Were there only SIX Wonders of the World? Historian Bettany Hughes explores the continued fascination the ancient mysteries hold for us

The Seven Wonders of the Ancient World

by Bettany Hughes (W&N £25, 416pp)

An aproto-science fiction story by the 2nd century AD Greek writer Lucian of Samosata has its hero traveling to the moon. Looking down, he can only recognize Earth when he sees two of the Seven Wonders of the Ancient World: the Colossus of Rhodes and the Pharos Lighthouse.

Despite the fact that only one Wonder – the Great Pyramid of Giza – remains more or less intact, they still mean something today. In this deeply researched book, historian and TV documentary maker Bettany Hughes explores the fascination that these ‘brilliant adventures of the mind’ continue to hold for us.

There have been several slightly different lists over the centuries, but Hughes’s book focuses on what might be called the canonical seven, the lists most often cited. The first and oldest is the Great Pyramid, built as a tomb for the Egyptian pharaoh Khufu in the 26th century BC. Those who worked on it had to lift a block of limestone every two to three minutes, ten hours a day for at least 24 years.

The legendary Colossus of Rhodes, one of the Seven Wonders, was a lighthouse in the shape of a statue of the god Helios

And how wonderful, she speculates, would have been the treasures buried with Khufu. They are all long gone, looted by grave robbers, but they must have been much better than what was found in the burial chamber of Tutankhamun, a relatively unimportant pharaoh.

The second miracle may not have even existed. The Hanging Gardens of Babylon are still famous, but there is very little evidence that they were real. Neither Xenophon nor Herodotus, two ancient Greek historians who almost certainly visited Babylon, mention them.

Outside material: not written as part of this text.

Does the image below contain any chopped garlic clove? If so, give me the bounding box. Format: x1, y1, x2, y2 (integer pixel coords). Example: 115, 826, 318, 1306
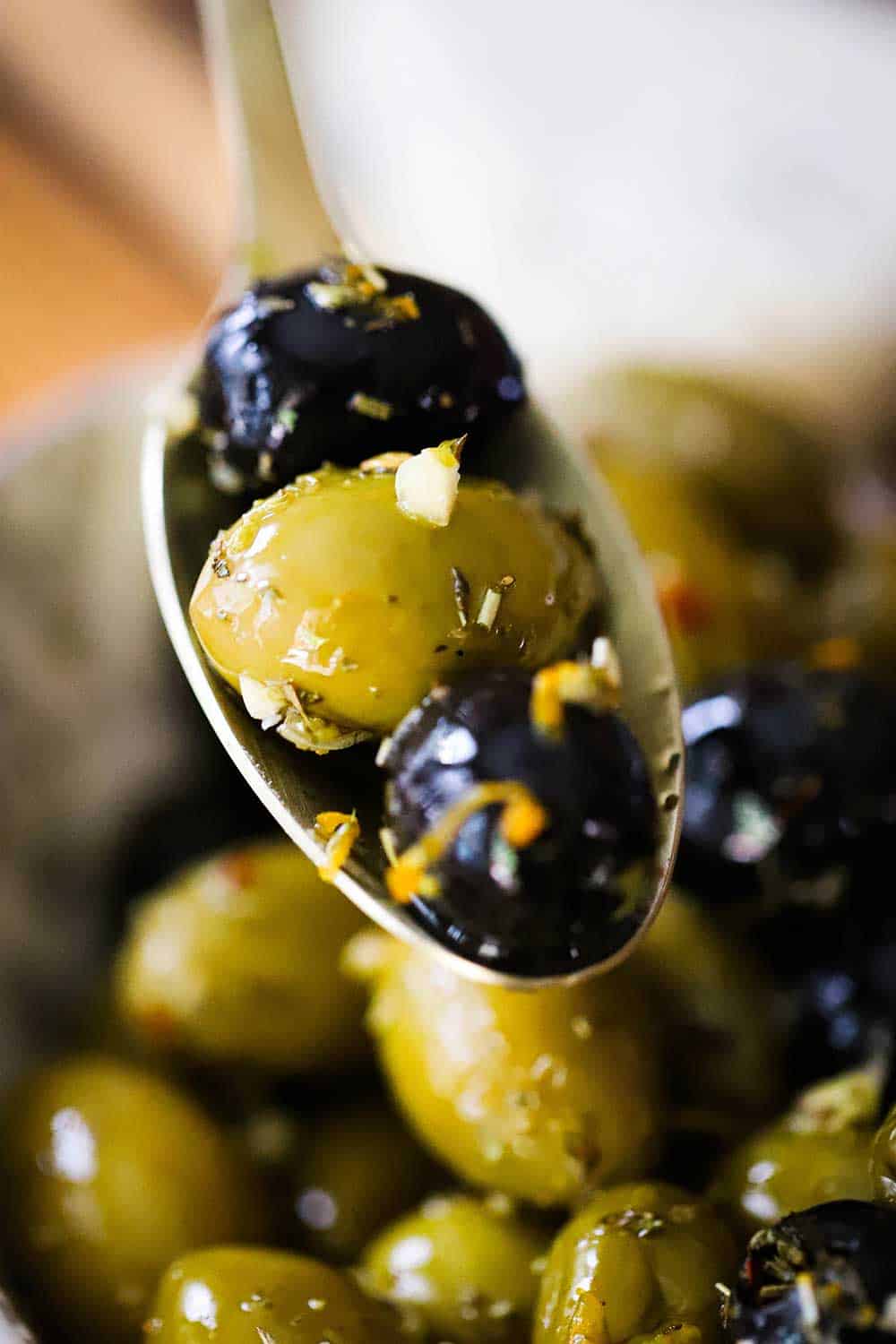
395, 440, 462, 527
239, 672, 289, 728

Some scholars now argue that, if they existed, they were not in Babylon, but in Nineveh, the capital of the Assyrian Empire.

There is no doubt about the reality of the other miracles. “The sun has never shone on anything like it,” wrote a visitor to the Temple of Artemis in Ephesus. Said to be the largest building in the ancient world, twice the size of the Parthenon, it was destroyed and rebuilt several times.

One of its patrons was Croesus, a man so wealthy that his name is still synonymous with fantastic wealth.

It remained a tourist attraction for almost a millennium. Visitors could buy mini temples of Artemis, just as you can get mini Big Bens in London today.

Size was important to the ancients. The statue of Zeus at Olympia, the only wonder in mainland Greece, was as tall as a three-story house.

Its creator, Pheidias, is said to have asked the king of the gods for his approval when it was finished. Zeus sent down a bolt of lightning. (How he would have reacted differently if he had disapproved is not clear.)

Pheidias may also have used the image to confess his crush on a famous athlete. It was said that ‘Pantarkes is beautiful’ was engraved on the finger of Zeus.

Only one wonder – the Great Pyramid of Giza – remains more or less intact

The Hanging Gardens of Babylon are still famous, but there is very little evidence that they were real

The tomb of Mausolus, ruler of Karia in what is now southwestern Turkey, was so impressive that it merited mention as a miracle. Within a few years of the man’s death in 353 BC it was reopened and plundered, but his name lives on. We still call a grand example of funerary architecture a ‘mausoleum’.

Another wonder, the Colossus of Rhodes, was, in Hughes’ words, “legendary within weeks of its completion.”

Standing over 100 feet tall, with an iron skeleton and bronze skin, it stood guard over the island for only 60 years before it was toppled by an earthquake. An earthquake also created the last Wonder, the Pharos Lighthouse in Alexandria, long the second tallest structure in the world. It finally fell in 1303 AD, almost 1,500 years after it was built.

Hughes has written a richly detailed guide that offers many insights into what the Miracles meant to people in the ancient world, and what they can and do for us today.